Ces bombardements sont les plus meurtriers dans le pays depuis le début de la guerre au Moyen-Orient, le 28 février.

Vendredi, de nouvelles frappes ont tué 13 membres des forces de sécurité dans le sud du Liban, selon l'agence de presse d'Etat libanaise.

En Israël une trentaine de tirs en provenance du Liban vendredi ont provoqué des dégâts matériels, selon l'armée.

Parallèlement aux discussions irano-américaines, des pourparlers doivent avoir lieu mardi entre le Liban et Israël à Washington, selon la présidence libanaise.
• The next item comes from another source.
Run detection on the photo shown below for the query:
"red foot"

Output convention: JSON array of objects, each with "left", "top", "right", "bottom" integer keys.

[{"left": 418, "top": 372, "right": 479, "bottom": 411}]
Le Premier ministre israélien Benjamin Netanyahu avait auparavant donné son feu vert à des "négociations directes".

Le Hezbollah rejette cette initiative, et son chef Naïm Qassem a appelé vendredi les responsables libanais à ne pas faire de "concessions gratuites" à Israël.

En retour, Israël a déclaré vendredi, par la voix de son ambassadeur aux Etats-Unis, refuser d'évoquer un cessez-le-feu avec le Hezbollah lors de ces pourparlers.

- Ormuz et nucléaire -

Autre ombre au tableau des négociations entre toutes les parties au conflit: le détroit d'Ormuz. Le trafic maritime y reste entravé, alors que sa réouverture par l'Iran était une condition du cessez-le-feu.

Donald Trump a affirmé que l'Iran n'avait "aucune carte en main" si ce n'est le blocage de ce point de passage stratégique pour le commerce mondial d'hydrocarbures. Le président américain a menacé le pays de nouvelles frappes en cas d'échec des discussions.

Quelques heures plus tard, il a assuré devant la presse que le détroit serait "bientôt ouvert", et que cela se ferait "avec ou sans" les Iraniens.

Pour Donald Trump, "ça va s'ouvrir automatiquement" car l'Iran "ne se fait pas d'argent sinon".

Les deux belligérants s'opposent aussi sur le dossier-clé du nucléaire.

Le chef de l'Organisation iranienne de l'énergie atomique a ainsi exclu toute restriction du programme d'enrichissement d'uranium, une des demandes fondamentales des Etats-Unis et d'Israël qui accusent Téhéran de vouloir se doter de la bombe atomique. La République islamique défend elle son droit au nucléaire civil.